Automated trading simply means a disciplined algorithm reads the market and issues execution decisions instead of minute-by-minute manual watching. In recent years it has moved from institutional desks into reach of individual Gulf investors.
What machines do better — and what they don’t
Three things precisely: discipline (no revenge-trading, no stubborn doubling), coverage (dozens of assets watched around the clock without fatigue), and consistency (the same rule applied to trade one and trade one thousand). What they don’t do: miracles of prediction. No system knows tomorrow; the edge comes from controlling risk size, not reading the future.
First question for any provider: where does my money sit?
The only acceptable answer: in an account under your own name.

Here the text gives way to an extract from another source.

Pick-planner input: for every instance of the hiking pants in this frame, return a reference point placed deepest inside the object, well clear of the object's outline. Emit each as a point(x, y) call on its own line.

Any service asking you to wire capital into its own accounts upgrades your exposure from market risk to counterparty risk — a fundamental shift you must understand before anything else.
Second question: where is the track record, and who audits it?
Screenshots are not a record. Ask for one read by an independent third party directly from the account — such as MyFxBook — showing wins and losses together, unfiltered. A record without a single losing month is a question mark, not a quality mark.
Third question: how is risk managed, in numbers?
Demand a figure, not a slogan. "We manage risk professionally" is marketing; "no trade risks more than 2% of the portfolio, with size computed in reverse from the stop-loss" is an auditable method. Also ask what happens when losses cluster — the right answer: position sizes shrink automatically because the percentage is computed from the current balance.
The fee model reveals the provider’s bias
A fixed monthly subscription means the provider earns whether you win or lose. The aligned model is a share of net profits only — at Raz Amwal, 5% of net profit: no profit, no fee, which makes your success literally a condition of ours.
Bottom line: automated trading is a powerful tool under two conditions — verifiable transparency, and risk management written as a number. Start small, watch the record yourself, then decide calmly.